Starting in business
Forms of business organisation
Getting off to a good start
We offer an initial consultation, without charge, to help you clarify you plans and get your administration and tax reporting off to a good start. One of the issues we would discuss it the appropriate form of business organisation.
The choice of business organisation
An individual can be in business as a sole trader or as a limited company.
The three main types of organisation for people in business together are the partnership, the limited company and the limited liability partnership (LLP). So far not many businesses have chosen to trade as an LLP but we think that these will eventually become popular, as they are in other countries.
One person organisations
Sole trader
A sole trader is simply an individual in business for himself. He is fully responsible for the business and its debts. He pays tax and national insurance contributions on his profit. A sole trader is useful when:
- Simplicity and low cost is important. You just register with the tax office within three months to pay the class 2 (fixed weekly rate) of national insurance contributions.
- You prefer privacy. The public cannot inspect your accounts.
Limited company
The company and the owner are separate persons and each pay tax. This structure is suitable when:
- There are risks for which insurance is not available.
- Some owners or investors are not involved in management.
- You are making a reasonable level of profit or a large part of the profit is retained for investment.
- An image is important.
But
- Formalities must be followed and there are some administrative expenses.

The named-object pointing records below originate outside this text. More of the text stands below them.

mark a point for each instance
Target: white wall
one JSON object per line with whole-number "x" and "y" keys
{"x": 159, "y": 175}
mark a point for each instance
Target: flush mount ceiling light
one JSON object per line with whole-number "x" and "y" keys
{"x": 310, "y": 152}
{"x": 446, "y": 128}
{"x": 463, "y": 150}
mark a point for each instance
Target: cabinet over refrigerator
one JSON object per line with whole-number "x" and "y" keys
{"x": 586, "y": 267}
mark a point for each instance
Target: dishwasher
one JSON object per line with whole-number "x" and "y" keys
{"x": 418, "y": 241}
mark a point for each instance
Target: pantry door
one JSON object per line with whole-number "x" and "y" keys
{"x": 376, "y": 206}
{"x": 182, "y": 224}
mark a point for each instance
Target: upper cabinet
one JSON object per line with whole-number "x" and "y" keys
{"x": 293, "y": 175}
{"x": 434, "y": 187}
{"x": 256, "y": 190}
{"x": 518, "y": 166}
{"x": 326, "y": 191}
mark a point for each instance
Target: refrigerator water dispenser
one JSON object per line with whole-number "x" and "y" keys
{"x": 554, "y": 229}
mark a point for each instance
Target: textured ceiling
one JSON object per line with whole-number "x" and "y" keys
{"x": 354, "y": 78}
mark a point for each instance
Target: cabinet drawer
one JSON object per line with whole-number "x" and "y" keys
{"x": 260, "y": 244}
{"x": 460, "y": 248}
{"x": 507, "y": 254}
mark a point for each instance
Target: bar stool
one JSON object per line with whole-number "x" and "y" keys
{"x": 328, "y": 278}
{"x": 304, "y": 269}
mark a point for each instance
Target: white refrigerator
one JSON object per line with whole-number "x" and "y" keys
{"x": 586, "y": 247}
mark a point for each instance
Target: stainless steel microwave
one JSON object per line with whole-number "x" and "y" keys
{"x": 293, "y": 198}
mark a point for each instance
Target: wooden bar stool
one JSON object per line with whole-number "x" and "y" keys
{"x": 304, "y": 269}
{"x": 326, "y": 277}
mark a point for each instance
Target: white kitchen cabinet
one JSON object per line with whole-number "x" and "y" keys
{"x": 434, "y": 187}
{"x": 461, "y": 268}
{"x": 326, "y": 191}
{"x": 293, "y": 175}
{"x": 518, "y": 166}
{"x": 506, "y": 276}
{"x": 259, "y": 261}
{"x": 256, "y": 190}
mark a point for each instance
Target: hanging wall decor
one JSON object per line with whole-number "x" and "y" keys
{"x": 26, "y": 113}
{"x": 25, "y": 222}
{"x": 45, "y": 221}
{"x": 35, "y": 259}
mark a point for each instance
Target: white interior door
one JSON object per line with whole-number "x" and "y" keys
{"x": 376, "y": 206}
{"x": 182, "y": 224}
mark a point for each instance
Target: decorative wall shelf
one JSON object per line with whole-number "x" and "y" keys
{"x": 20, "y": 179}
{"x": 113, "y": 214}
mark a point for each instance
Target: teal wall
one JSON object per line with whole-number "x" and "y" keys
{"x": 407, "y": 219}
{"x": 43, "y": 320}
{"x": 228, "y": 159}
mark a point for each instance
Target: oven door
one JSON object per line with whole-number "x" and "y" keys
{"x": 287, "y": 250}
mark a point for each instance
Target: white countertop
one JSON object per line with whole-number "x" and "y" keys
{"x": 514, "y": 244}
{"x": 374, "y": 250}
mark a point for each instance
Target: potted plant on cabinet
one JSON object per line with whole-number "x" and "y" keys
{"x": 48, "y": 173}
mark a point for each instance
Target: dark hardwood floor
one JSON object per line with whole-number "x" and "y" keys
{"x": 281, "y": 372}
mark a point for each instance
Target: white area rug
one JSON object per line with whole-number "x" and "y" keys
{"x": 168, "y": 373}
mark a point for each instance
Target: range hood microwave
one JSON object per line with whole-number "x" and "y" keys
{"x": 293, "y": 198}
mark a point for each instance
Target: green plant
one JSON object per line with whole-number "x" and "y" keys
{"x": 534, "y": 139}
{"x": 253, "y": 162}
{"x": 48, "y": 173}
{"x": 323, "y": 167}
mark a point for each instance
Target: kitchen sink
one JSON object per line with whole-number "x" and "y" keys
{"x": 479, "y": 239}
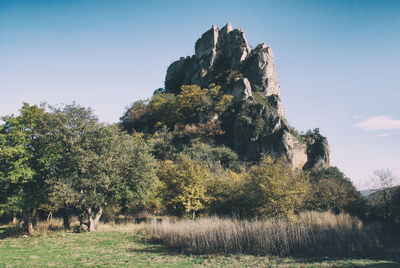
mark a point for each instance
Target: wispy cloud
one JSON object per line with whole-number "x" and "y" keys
{"x": 381, "y": 122}
{"x": 357, "y": 116}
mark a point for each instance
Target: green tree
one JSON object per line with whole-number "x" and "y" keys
{"x": 183, "y": 186}
{"x": 24, "y": 161}
{"x": 275, "y": 189}
{"x": 331, "y": 190}
{"x": 98, "y": 165}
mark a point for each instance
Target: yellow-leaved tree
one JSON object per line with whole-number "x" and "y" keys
{"x": 183, "y": 186}
{"x": 275, "y": 189}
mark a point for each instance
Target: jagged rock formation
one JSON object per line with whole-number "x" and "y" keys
{"x": 223, "y": 56}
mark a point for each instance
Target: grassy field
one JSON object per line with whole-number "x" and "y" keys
{"x": 126, "y": 246}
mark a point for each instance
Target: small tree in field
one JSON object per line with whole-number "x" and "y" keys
{"x": 98, "y": 165}
{"x": 274, "y": 189}
{"x": 183, "y": 189}
{"x": 384, "y": 180}
{"x": 24, "y": 158}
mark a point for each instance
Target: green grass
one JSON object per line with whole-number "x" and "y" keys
{"x": 124, "y": 248}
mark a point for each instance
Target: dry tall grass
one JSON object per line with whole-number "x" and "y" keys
{"x": 313, "y": 234}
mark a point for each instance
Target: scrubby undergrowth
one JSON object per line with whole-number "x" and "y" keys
{"x": 311, "y": 235}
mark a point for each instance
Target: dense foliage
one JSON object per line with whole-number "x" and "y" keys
{"x": 165, "y": 157}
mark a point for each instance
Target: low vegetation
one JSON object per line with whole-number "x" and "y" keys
{"x": 313, "y": 234}
{"x": 166, "y": 159}
{"x": 127, "y": 245}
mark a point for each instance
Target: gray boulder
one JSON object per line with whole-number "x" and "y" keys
{"x": 223, "y": 56}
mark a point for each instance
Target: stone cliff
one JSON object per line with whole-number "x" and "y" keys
{"x": 223, "y": 56}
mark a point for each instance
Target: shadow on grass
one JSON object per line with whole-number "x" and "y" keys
{"x": 391, "y": 256}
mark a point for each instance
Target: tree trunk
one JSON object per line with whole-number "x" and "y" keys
{"x": 49, "y": 217}
{"x": 28, "y": 217}
{"x": 29, "y": 226}
{"x": 94, "y": 218}
{"x": 66, "y": 219}
{"x": 15, "y": 221}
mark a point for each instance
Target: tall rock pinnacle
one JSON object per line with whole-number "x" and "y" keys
{"x": 223, "y": 56}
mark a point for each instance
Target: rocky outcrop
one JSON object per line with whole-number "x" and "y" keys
{"x": 223, "y": 56}
{"x": 317, "y": 151}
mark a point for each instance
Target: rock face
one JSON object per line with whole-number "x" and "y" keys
{"x": 223, "y": 56}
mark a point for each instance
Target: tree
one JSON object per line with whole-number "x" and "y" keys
{"x": 98, "y": 165}
{"x": 385, "y": 180}
{"x": 24, "y": 159}
{"x": 183, "y": 189}
{"x": 274, "y": 189}
{"x": 331, "y": 190}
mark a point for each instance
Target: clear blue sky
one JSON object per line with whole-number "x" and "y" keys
{"x": 338, "y": 62}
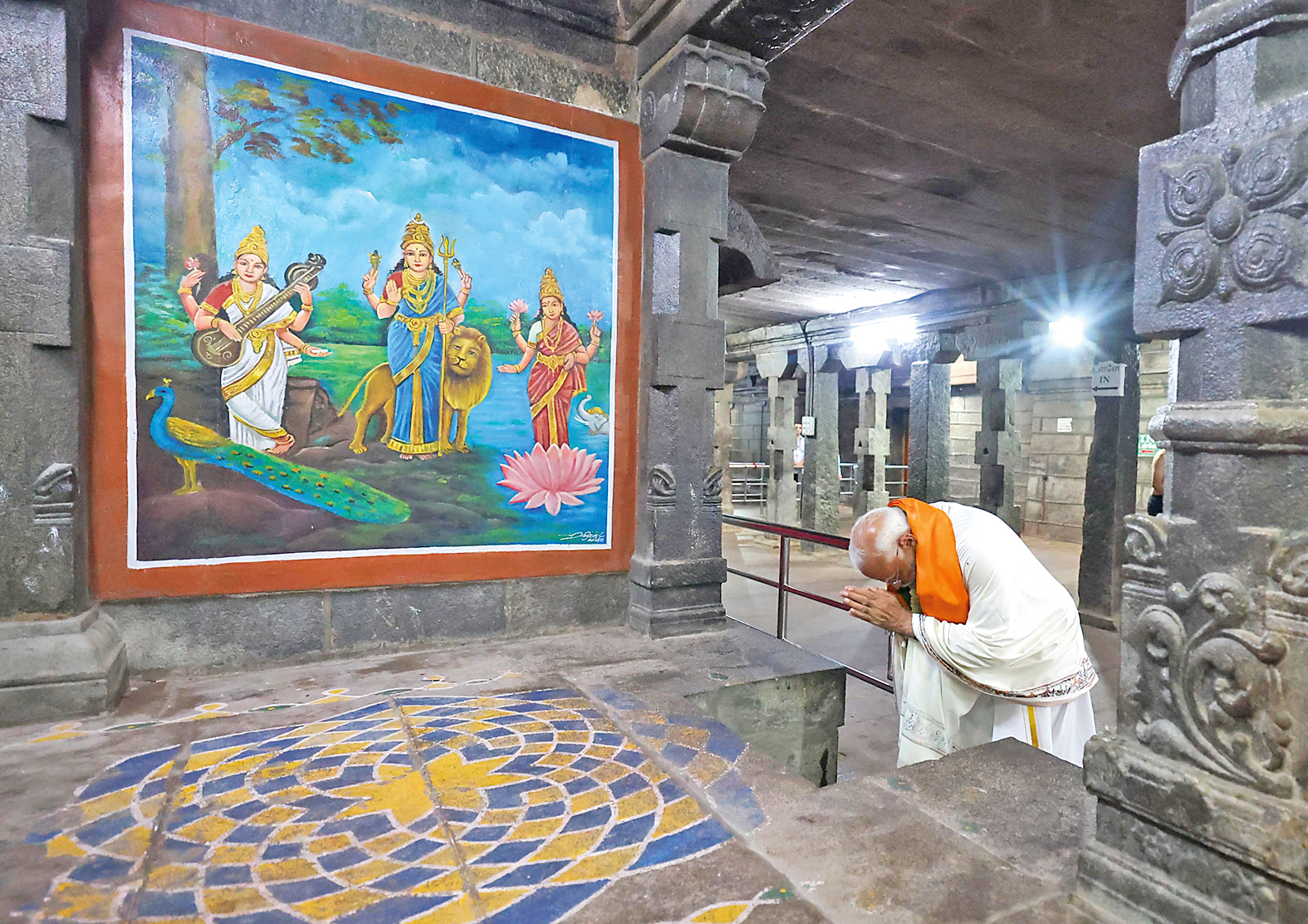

- It is difficult and expensive to arrange shareholdings for staff or to bring in partners at a later date.
When sharing the business with another person
Partnership
Two or more people in business together. A partnership is useful when:
- Flexibility is important. You can easily change the membership or profit sharing arrangements.
- There is low commercial risk or risk capable of being covered by insurance.
- Most of the profit will be drawn out of the business.
- It is a small venture where low administrative costs are important.
But
- It can be tax inefficient if a significant part of the profit has to be kept in the business to pay off debts or finance expansion.
- For little extra cost an LLP could be used.
Limited liability partnership
These organisations are companies for company law purposes, but are taxed as partnerships. They are suitable when:
- There are risks for which insurance is not available.
- You need flexibility to easily change the membership or profit sharing arrangements.
- Most of the profit will be drawn out of the business.
But
- They are unfamiliar, though many professional partnerships have now converted to an LLP.
- The taxation burden may be high if a large part of the profit is retained to finance expansion.
Limited company
See above for the main features, but when owned by more than one person:
It is difficult and expensive to re-arrange the ownership to change the profit sharing or to introduce new owners or to deal with resignations.
Common to all businesses
All businesses must show some information on ALL business letters, emails and purchase orders.
A sole trader or partnership must show the name of the owner (or the names of all the partners) and the address of the main place of business.
A limited company or limited liability partnership must show:
- The full name as registered at companies house.
- Place of registration, normally - Registered in England and Wales.
- The registered number.
- Registered office address.
- In the case of an LLP, the fact that it is a limited liability partnership.